The bound man thought about it. “Richard,” he said finally. “Of the Falcon Rising.”
“Good,” said Aubrey. “I have heard of your family. Are you surprised? I know about the injustice done your mother. I know about her support for the Manitcore, those years ago, and her disinheritance, and … well, you must after all know much more of it than I. To start with: what business have you had with Peg of the Mountain Inn?”
This was the crucial point, Aubrey thought. Richard looked about him.

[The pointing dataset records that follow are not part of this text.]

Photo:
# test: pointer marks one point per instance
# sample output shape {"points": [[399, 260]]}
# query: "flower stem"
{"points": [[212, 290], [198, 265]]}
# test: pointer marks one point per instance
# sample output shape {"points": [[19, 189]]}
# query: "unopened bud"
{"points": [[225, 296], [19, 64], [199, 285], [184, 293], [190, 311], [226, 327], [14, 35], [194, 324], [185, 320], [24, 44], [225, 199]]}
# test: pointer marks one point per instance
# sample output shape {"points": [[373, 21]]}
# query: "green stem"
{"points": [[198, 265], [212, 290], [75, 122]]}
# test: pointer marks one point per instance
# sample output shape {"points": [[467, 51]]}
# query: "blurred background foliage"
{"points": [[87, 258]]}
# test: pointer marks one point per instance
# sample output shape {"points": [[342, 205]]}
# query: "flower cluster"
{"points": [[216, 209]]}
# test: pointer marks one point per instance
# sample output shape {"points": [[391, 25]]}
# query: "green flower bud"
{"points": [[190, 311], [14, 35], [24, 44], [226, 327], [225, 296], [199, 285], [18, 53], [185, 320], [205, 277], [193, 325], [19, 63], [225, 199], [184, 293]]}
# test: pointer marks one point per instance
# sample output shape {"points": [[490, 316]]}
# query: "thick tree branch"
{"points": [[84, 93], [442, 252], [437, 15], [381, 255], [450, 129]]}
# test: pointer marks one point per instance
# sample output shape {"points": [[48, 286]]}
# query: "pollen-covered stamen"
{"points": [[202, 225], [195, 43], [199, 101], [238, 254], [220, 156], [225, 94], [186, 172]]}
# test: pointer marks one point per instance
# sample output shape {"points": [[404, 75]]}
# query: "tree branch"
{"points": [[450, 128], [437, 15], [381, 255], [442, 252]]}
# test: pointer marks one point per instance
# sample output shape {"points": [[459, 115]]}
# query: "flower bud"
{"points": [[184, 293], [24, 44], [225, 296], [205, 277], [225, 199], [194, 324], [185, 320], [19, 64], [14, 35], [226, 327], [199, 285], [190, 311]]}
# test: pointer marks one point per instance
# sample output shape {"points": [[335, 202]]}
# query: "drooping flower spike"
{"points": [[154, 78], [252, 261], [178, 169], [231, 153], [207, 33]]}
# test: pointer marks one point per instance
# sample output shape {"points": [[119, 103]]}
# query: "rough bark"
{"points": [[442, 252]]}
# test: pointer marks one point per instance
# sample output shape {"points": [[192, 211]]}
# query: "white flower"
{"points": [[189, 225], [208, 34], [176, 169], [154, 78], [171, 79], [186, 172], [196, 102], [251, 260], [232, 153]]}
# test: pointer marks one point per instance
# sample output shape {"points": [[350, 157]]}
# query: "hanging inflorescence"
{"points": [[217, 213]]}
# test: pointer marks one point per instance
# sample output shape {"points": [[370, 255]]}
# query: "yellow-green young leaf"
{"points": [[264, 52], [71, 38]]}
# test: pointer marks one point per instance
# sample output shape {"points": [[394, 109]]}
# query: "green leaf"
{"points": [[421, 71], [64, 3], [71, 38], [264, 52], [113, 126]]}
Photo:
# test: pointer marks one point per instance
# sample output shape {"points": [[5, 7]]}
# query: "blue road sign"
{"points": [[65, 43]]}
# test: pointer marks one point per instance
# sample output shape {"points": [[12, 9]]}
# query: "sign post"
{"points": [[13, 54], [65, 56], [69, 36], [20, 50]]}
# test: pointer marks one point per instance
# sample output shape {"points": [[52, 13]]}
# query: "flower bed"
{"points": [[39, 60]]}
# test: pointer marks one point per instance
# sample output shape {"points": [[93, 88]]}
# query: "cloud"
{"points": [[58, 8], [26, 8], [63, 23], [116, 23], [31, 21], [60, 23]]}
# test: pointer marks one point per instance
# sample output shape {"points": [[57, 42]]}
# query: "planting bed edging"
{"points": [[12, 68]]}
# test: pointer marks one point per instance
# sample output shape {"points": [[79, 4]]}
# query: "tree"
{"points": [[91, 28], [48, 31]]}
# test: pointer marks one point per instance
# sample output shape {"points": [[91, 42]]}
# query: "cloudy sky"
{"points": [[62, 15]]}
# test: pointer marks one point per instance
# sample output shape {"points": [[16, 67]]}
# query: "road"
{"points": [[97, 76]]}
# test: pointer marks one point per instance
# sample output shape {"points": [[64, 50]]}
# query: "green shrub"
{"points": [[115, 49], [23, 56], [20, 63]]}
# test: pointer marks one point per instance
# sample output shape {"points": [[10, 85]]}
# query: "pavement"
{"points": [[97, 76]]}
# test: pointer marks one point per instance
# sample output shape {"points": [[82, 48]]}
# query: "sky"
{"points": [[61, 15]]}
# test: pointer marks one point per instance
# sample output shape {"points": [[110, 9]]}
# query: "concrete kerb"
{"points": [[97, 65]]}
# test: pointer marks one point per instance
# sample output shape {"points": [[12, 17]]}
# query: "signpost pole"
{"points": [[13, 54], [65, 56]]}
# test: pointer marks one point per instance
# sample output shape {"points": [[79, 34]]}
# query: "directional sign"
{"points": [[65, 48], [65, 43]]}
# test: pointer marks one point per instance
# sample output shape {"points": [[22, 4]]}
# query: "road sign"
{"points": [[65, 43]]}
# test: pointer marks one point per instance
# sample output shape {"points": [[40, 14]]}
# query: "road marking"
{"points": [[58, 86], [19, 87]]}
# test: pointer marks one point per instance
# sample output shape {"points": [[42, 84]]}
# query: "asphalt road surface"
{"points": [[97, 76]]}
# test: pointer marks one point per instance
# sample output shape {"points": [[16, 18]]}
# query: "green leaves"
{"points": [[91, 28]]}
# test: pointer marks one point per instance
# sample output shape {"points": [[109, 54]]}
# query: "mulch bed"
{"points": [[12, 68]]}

“What do you want to hear?” he asked. Ah, thought Aubrey, who knew when a man was broken, and when a man was broken even when he told himself he wasn’t — when, for example, he thought he was being crafty.
“I want to hear what you’ll tell Hugh of the Annulets Sable, when he tries you and puts you to the question,” said Aubrey. “If he tries you. If we cannot find an alternative.”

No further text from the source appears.